I am working on code which uses executor service to parallelize tasks (think machine learning computations done over small dataset over and over again). My goal is to execute some code as fast as possible, multiple times and store the result somewhere (total executions will be on the order of 100M runs atleast).
The logic looks something like this (its a simplified example):
dbconn = new dbconn() //This is reused by all threads
for a in listOfSize1000:
for b in listofSize10:
for c in listOfSize2:
taskcompletionexecutorservice.submit(new runner(a, b, c, dbconn))
At the end, taskcompletionexecutorservice.take() is called and I store the Result from "Future" in a db. But this approach is not really scaling after a point.

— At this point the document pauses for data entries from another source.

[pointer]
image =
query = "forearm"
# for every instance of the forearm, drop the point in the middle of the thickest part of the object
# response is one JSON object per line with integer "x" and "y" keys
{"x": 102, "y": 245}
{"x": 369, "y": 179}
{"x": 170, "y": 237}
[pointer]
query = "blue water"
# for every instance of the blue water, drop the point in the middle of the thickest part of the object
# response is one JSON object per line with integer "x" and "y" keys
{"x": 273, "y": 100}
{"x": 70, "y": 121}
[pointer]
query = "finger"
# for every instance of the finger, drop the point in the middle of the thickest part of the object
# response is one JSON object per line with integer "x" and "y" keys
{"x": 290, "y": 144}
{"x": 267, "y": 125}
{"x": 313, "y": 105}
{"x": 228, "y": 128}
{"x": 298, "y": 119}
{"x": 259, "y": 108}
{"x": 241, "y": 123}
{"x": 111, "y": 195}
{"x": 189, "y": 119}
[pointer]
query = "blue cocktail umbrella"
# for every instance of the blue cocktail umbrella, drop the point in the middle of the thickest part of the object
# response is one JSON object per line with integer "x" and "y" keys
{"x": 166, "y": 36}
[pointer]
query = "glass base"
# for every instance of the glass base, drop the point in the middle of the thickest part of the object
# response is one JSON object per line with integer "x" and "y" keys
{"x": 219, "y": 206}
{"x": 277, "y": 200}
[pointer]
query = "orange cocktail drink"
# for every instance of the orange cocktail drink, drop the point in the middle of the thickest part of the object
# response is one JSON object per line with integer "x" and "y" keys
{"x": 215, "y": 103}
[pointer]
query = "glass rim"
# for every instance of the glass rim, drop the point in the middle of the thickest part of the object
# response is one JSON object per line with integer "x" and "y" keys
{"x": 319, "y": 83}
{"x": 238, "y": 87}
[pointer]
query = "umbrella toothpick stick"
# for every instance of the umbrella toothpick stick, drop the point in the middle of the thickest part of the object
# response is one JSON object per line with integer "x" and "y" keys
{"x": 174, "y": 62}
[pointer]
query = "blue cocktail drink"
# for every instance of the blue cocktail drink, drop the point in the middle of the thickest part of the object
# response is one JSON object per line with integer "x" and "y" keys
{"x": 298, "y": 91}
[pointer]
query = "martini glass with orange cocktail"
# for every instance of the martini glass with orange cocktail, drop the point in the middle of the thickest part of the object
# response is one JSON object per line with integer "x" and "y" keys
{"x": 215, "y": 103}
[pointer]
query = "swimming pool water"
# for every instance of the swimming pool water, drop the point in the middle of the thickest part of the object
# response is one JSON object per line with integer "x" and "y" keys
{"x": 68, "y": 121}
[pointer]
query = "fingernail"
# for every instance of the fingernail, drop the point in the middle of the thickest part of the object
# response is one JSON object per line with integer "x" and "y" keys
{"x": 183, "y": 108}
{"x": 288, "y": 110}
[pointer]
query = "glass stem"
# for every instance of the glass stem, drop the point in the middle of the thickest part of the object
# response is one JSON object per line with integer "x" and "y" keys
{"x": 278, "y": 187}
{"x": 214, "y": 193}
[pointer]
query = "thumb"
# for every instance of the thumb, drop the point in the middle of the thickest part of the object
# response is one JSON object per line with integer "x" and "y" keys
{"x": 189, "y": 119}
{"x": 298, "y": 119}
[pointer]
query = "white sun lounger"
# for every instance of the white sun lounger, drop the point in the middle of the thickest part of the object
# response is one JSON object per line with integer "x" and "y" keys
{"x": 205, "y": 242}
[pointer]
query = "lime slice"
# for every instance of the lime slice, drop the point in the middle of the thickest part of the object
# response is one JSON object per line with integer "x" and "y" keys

So this is what I am doing right now in spark (which is a brutal hack, but I am looking for suggestions on how to best structure this):
sparkContext.parallelize(listOfSize1000).filter(a -> {
dbconn = new dbconn() //Cannot init it outsize parallelize since its not serializable
for b in listofSize10:
for c in listOfSize2:
Result r = new runner(a, b, c. dbconn))
dbconn.store(r)
return true //It serves no purpose.
}).count();
This approach looks inefficient to me since its not truly parallelizing on the smallest unit of job, although this job works alright. Also count is not really doing anything for for me, i added it to trigger the execution. It was inspired by computing the pi example here: http://spark.apache.org/examples.html
So any suggestions of how can I better structure my spark runner so that I can efficiently use spark executors?